Obituary: Philippe Noiret

French character actor, adept at drama, comedy and farce, who earned an international reputation

Philippe Noiret was one of France’s leading actors and in a long and prolific career he made more than 100 films and won numerous international awards. He worked with most of France’s top directors and had a role in Alfred Hitchcock’s espionage drama Topaz (1969). But it was really only in middle age that his avuncular hangdog features became familiar to mainstream British and American audiences and ironically it was with the huge popular success of two Italian films, Cinema Paradiso (1988) and Il Postino (1994).

Noiret was the projectionist in Giuseppe Tornatore’s lyrical and nostalgic celebration of countless boyhoods spent in darkened provincial cinemas. It was also a celebration of the fantasies and inspirations that ultimately lead a young altar boy to leave his little Sicilian town and become a successful film director. The story is told in flashback, after Noiret’s character’s death.

Il Postino was equally powerful, with Noiret as the real-life Chilean exile, communist and poet Pablo Neruda, now living on the island of Capri. Massimo Troisi played the fictional rural postman who delivers his mail, develops a love of poetry and breaks through Neruda’s pomposity and self-importance. The film was all the more poignant because Troisi was dying at the time and did not live to share in its international success.

Cinema Paradiso won the Oscar for Best Foreign Language Film, while Il Postino received nominations in most of the main categories. Curiously, Noiret never got even a nomination for an Oscar, though he won Bafta and European film awards for Cinema Paradiso and collected two Césars (the French equivalent of the Oscars) as Best Actor, winning in 1976 for Le Vieux Fusil (The Old Gun) and in 1990 for La Vie et Rien d’Autre (Life and Nothing But), one of several films he made with the director Bertrand Tavernier.

In A Biographical Dictionary of Film (1994), David Thomson praised Noiret’s versatility and compared him to the great American actor Robert Mitchum. “After decades of professional assignment, very little fuss, and no large claim on grandeur, he emerges as one of the medium’s treasures,” said Thomson.

Born in Lille in 1930, Noiret trained at the Centre Dramatique de l’Ouest, where his mentor was Roger Blin, who directed and starred in the original 1953 production of Waiting for Godot. Noiret spent several years touring with the Théâtre National Populaire and also worked as a nightclub comedian.

Reputedly he made his film debut in 1949 in a tiny, uncredited role in a non-musical version of Gigi while still in his teens, and he continued to make occasional appearances in French films and television throughout the 1950s. His first major international success came with a starring role in Louis Malle’s comedy Zazie dans le Métro in 1960. He played a female impersonator, with Catherine Demongeot as the foul-mouthed, young niece of the title.

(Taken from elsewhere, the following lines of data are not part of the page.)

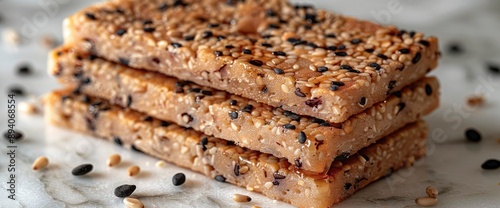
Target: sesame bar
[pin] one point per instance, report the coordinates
(312, 143)
(306, 60)
(226, 162)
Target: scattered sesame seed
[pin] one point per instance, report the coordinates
(279, 53)
(90, 16)
(248, 108)
(302, 137)
(124, 190)
(428, 89)
(241, 198)
(322, 69)
(233, 115)
(340, 53)
(178, 179)
(82, 169)
(176, 45)
(491, 164)
(256, 62)
(472, 135)
(289, 126)
(218, 53)
(278, 71)
(220, 178)
(40, 163)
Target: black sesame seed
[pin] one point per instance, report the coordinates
(356, 41)
(491, 164)
(124, 61)
(256, 62)
(347, 186)
(16, 90)
(494, 68)
(382, 56)
(203, 143)
(279, 176)
(189, 37)
(247, 51)
(342, 157)
(266, 45)
(345, 67)
(299, 93)
(233, 102)
(455, 48)
(302, 137)
(322, 69)
(473, 135)
(24, 69)
(149, 29)
(291, 115)
(176, 45)
(233, 115)
(375, 65)
(90, 16)
(330, 35)
(124, 190)
(16, 135)
(428, 89)
(82, 169)
(424, 42)
(279, 53)
(164, 124)
(178, 179)
(417, 57)
(218, 53)
(207, 34)
(220, 178)
(404, 51)
(362, 102)
(248, 108)
(117, 141)
(298, 163)
(340, 53)
(289, 126)
(163, 7)
(278, 71)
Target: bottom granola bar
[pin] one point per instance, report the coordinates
(222, 160)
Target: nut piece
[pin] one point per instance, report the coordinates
(113, 160)
(40, 162)
(133, 203)
(431, 191)
(241, 198)
(426, 201)
(133, 170)
(27, 108)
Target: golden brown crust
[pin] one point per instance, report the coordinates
(259, 172)
(237, 48)
(262, 128)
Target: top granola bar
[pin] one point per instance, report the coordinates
(306, 60)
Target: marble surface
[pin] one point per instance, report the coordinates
(453, 165)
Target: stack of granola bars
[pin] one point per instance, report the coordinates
(300, 104)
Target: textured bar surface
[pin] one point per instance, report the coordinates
(262, 128)
(274, 177)
(311, 62)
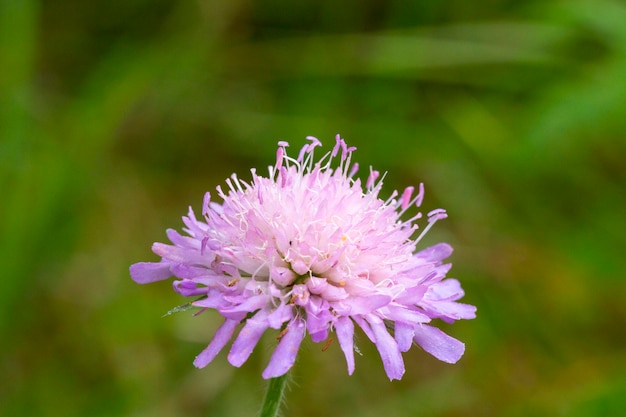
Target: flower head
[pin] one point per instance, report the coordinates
(309, 249)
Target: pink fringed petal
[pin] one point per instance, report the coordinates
(221, 337)
(285, 354)
(437, 343)
(147, 272)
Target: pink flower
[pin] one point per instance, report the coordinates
(309, 250)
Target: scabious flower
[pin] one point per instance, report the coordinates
(309, 250)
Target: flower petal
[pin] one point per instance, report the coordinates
(388, 349)
(285, 354)
(403, 333)
(221, 337)
(437, 343)
(147, 272)
(344, 328)
(247, 339)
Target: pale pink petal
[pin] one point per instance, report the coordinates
(388, 349)
(221, 337)
(285, 354)
(437, 343)
(344, 328)
(147, 272)
(247, 339)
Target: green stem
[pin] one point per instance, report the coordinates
(274, 396)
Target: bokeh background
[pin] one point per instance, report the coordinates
(115, 116)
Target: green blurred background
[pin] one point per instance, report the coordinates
(115, 116)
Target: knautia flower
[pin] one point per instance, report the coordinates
(309, 250)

He consolidated his position on the international scene when he won a Venice Film Festival award for his performance as the dull husband who inspires his wife to thoughts of murder in Thérèse Desqueyroux (1962). That same year he married the French actress Monique Chaumette, with whom he had appeared on stage and also in a 1959 French television version of Macbeth, in which Noiret was Macduff. They would go on to work on many films together.

Noiret was equally adept at drama, comedy and farce, though he was always a character actor and never a matinee idol like Marcello Mastroianni, his contemporary and co-star in Marco Ferreri’s 1973 film La Grande Bouffe (Blow-Out).

The Tintin creator Hergé reportedly thought Noiret would be the perfect actor to play Captain Haddock if ever there was a live-action version of the comic strip.

As Noiret became better-known he found himself in demand for supporting roles in international productions. The role of a Soviet mole in Hitchcock’s Topaz brought him the award for Best Supporting Actor from the National Board of Review in the US. He appeared with Peter O’Toole in the war films The Night of the Generals (1967) and Murphy’s War (1971) and he was part of a starry international cast that included Oliver Reed, Diana Rigg and Telly Savalas in the historical romp The Assassination Bureau (1969).

His performances could be tragic, comic, poignant or faintly absurd, or some combination of them all. In La Grande Bouffe he played one of four successful but bored men who meet up in a villa with the intention of eating themselves to death. “Ferreri uses shock tactics and excremental schoolboy humour to make a wearisome, excessive movie about excess,” wrote one critic. Nevertheless it was another international hit.

Noiret was one of a handful of French actors who established a significant following in English-language territories while working mainly in French-language films, though he also made numerous Italian-language films. He was a lazy but likeable farmer in Alexandre (1967), a man who discovers his son is a murderer in Bertrand Tavernier’s The Watchmaker of St Paul (1974), an ambitious judge who has the life of a killer in his hands in another Tavernier film The Judge and the Assassin (1976), and a general in The Desert of the Tartars (1976).

As he grew older, his characterisations arguably acquired greater depth and consequently more emotional resonance, typified by his performance in Cinema Paradiso, a performance that heralded the beginning of the most rewarding chapter in his career.

Noiret delivered one of his most celebrated performances as a French major dealing with amnesiac survivors of the First World War in La Vie et Rien d’Autre. He also played the classic hero D’Artagnan as an old man in his film La Fille de d’Artagnan (1994), with Sophie Marceau as the eponymous daughter.

He continued working until recently. After his death, the French Prime Minister, Dominique de Villepin, said: “Through his voice, his allure, his panache, Philippe Noiret knew how to seize and express something within the French soul.”

He is survived by his wife and a daughter.